1. What is the time, and space complexity of the following code:

a = 0 b = 0 for i in range(N): a = a + random()

for i in range(M): b= b + random()

1. O(N * M) time, O(1) space
2. O(N + M) time, O(N + M) space
3. O(N + M) time, O(1) space
4. O(N * M) time, O(N + M) space

Number 3 because In the code the it looks like there are some variables being added together. I am not too sure about the space part.

2. What is the time complexity of the following code:

a = 0; for i in range(N): for j in reversed(range(i,N)): a = a + i + j;

1. O(N)
2. O(N*log(N))
3. O(N * Sqrt(N))
4. O(N*N)

I'm not quite sure about this one?

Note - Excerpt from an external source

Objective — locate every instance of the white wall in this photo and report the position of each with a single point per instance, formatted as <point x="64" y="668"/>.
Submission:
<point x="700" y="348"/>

I thought it was number 1 because it has the reverse function in it but it is numebr 4 and I'm not sure why.

3. What is the time complexity of the following code:

k = 0; for i in range(n//2,n): for j in range(2,n,pow(2,j)): k = k + n / 2;

1. O(n)
2. O(N log N)
3. O(n^2)
4. O(n^2Logn)

The answer is 2 because j keeps doubling.

4. What does it mean when we say that an algorithm X is asymptotically more efficient than Y?

1. X will always be a better choice for small inputs
2. X will always be a better choice for large inputs
3. Y will always be a better choice for small inputs
4. X will always be a better choice for all inputs

The answer is 2 because it makes sense that if X is more efficient than Y, then it will be better at handling the large inputs than Y, so it would be a better choice.